Cross border payments and settlements and trade finance & post-trade/transaction settlements are the two blockchain use cases that will receive the most investment ($453 million and $285 million, respectively) in 2019. The banking industry will be the largest investor in both use cases. Manufacturing will focus much of its blockchain investment in IoT (Internet of Things) lineage/provenance use cases and asset/good management use cases while identity management use cases will receive significant investments from the banking, government, and healthcare provider industries.
“The use cases that comprise the blockchain opportunity are developing as swiftly as the technologies enabling it,” said Jessica Goepfert, program vice president, Customer Insights & Analysis. “While spending for more developed use cases in the financial sector like trade finance and cross-border payments is still healthy and growing strong, relative to six months ago we’ve seen an acceleration in spending across a variety of other areas, such as energy settlements and warranty claims. We are continuing to monitor and measure these developments on a regular basis and are inspired by the various forms of innovation blockchain delivers.”

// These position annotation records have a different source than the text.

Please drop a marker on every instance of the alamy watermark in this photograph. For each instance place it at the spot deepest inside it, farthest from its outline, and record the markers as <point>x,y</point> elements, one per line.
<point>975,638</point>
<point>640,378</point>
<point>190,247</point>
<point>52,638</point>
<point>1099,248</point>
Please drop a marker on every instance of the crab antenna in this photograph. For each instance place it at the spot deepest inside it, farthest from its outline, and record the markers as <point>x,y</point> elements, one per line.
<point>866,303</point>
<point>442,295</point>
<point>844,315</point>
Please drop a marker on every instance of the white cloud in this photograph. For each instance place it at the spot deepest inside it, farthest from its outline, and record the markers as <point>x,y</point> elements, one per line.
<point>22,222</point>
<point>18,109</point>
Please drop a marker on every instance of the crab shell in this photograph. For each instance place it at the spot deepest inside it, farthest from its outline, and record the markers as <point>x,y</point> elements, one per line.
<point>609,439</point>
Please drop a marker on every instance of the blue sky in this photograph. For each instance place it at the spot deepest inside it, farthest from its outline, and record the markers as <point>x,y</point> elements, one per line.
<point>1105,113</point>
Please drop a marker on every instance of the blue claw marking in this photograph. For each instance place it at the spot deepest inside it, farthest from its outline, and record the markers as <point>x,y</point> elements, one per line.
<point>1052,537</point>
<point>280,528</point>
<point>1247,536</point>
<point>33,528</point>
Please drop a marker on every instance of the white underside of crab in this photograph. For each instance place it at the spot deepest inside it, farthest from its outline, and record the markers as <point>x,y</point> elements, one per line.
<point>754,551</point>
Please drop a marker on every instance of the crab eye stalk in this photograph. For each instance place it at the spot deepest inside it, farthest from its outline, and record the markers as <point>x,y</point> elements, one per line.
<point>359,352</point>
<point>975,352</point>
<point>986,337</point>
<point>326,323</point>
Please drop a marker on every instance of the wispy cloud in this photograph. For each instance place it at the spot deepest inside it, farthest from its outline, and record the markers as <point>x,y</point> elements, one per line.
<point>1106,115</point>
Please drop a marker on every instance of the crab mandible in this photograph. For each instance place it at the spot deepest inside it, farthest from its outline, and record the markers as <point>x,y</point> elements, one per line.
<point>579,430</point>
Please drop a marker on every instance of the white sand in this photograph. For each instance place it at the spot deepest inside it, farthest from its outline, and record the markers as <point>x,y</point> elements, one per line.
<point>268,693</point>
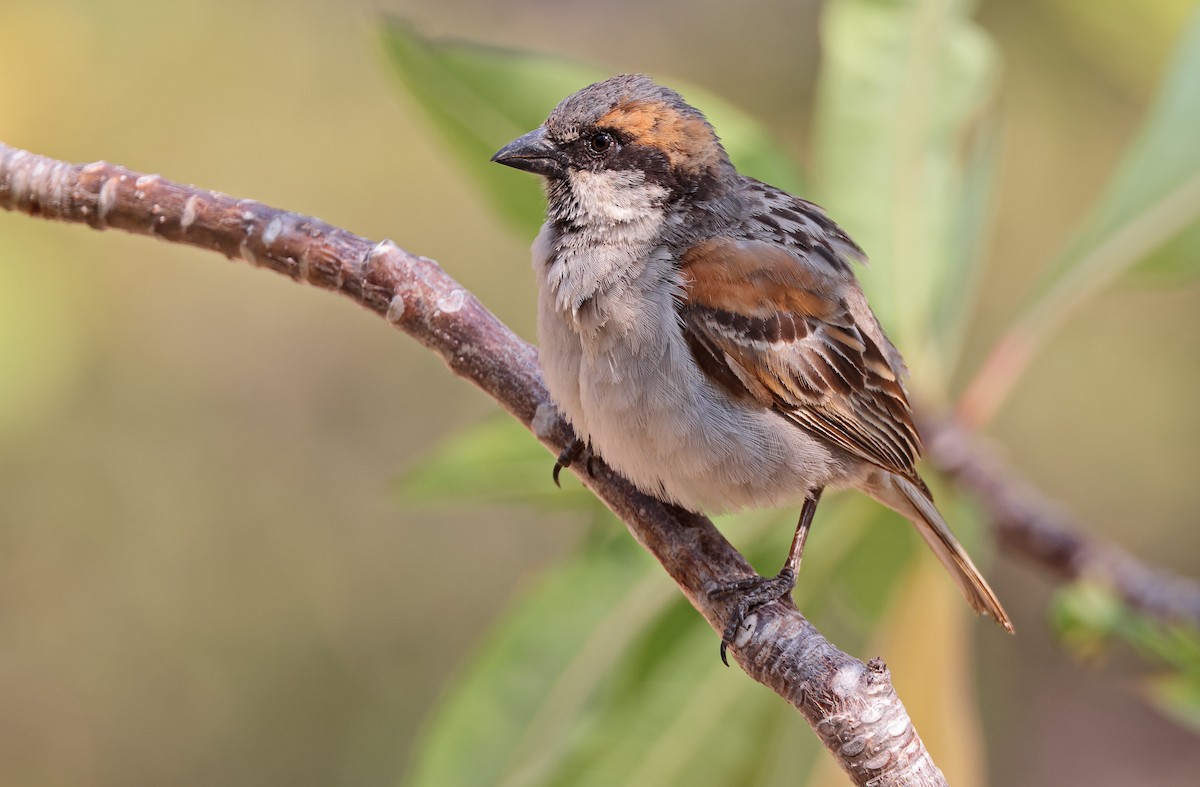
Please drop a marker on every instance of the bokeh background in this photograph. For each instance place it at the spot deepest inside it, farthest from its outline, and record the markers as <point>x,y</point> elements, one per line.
<point>205,572</point>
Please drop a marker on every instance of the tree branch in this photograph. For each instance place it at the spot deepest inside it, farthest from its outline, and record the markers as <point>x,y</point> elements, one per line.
<point>1041,530</point>
<point>851,706</point>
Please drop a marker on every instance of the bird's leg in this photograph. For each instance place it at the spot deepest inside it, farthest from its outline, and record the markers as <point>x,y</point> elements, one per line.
<point>576,450</point>
<point>755,592</point>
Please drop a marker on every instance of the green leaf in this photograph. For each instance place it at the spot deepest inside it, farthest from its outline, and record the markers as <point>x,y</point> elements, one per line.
<point>1149,218</point>
<point>903,88</point>
<point>481,97</point>
<point>603,673</point>
<point>532,684</point>
<point>1177,696</point>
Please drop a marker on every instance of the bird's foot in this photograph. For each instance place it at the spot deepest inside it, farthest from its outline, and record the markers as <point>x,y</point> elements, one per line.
<point>751,593</point>
<point>575,451</point>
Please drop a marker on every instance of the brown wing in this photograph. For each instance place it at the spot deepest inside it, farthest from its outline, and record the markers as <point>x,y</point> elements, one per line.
<point>775,329</point>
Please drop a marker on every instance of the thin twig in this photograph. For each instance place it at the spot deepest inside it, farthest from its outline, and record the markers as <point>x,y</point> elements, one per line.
<point>1041,530</point>
<point>851,706</point>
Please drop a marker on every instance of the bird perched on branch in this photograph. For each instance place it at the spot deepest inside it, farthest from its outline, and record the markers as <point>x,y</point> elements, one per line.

From a technology perspective, IT services and business services (combined) will account for nearly 70 percent of all blockchain spending in 2019 with IT services receiving additional new investment over the forecast period. Blockchain platform software will be the largest segment of spending outside of the services category and the second fastest growing category overall with a five-year CAGR of 81.2 percent, following IT services with a CAGR of 82.8 percent.
The United States will be the geographic region that will see the largest blockchain spending in 2019 ($1.1 billion), followed by Western Europe ($674 million) and China ($319 million). All nine regions covered in the spending guide will see phenomenal spending growth over the 2018-2022 forecast period led by Japan and Canada with five-year CAGRs of 110 percent and 90 percent, respectively.
“The blockchain space has seen considerable hype, but blockchain has proven to remove a layer of uncertainty from a multifaceted ecosystem built on trust,” said Stacey Soohoo, research manager, Customer Insights and Analysis. “In many use cases, incorporating blockchain into the mix has been better than the status quo. With enterprises trying to find a balance between decentralizing their business processes while bringing common standards to the blockchain space, the future state of the blockchain world relies on collaboration and building bridges between organizations and communities. With a number of breakthroughs in 2018, ranging from mainstream acceptance by large enterprises to regulators recognizing their governance role in the blockchain world, blockchain has come a long way since 2017, the year of blockchain experimentation and awareness. 2019 will be a year of mainstream adoption, but will rely heavily on reshaping the ideology of a blockchain revolution.”
The Worldwide Semiannual Blockchain Spending Guide quantifies the emerging blockchain market by providing spending data for ten technologies across 19 industries and 15 use cases in nine geographic regions. IDC defines blockchain as a digital, distributed ledger of transactions or records. The ledger, which stores the information or data, exists across multiple participants in a peer-to-peer network. There is no single, central repository that stores the ledger. Distributed ledgers technology (DLT) allows new transactions to be added to an existing chain of transactions using a secure, digital or cryptographic signature. Spending associated with various cryptocurrencies that utilize blockchain and distributed ledgers technology, such as Bitcoin, is not included in the spending guide. Unlike any other research in the industry, the comprehensive spending guide was designed to help IT decision-makers to clearly understand the industry-specific scope and direction of blockchain spending today and over the next five years.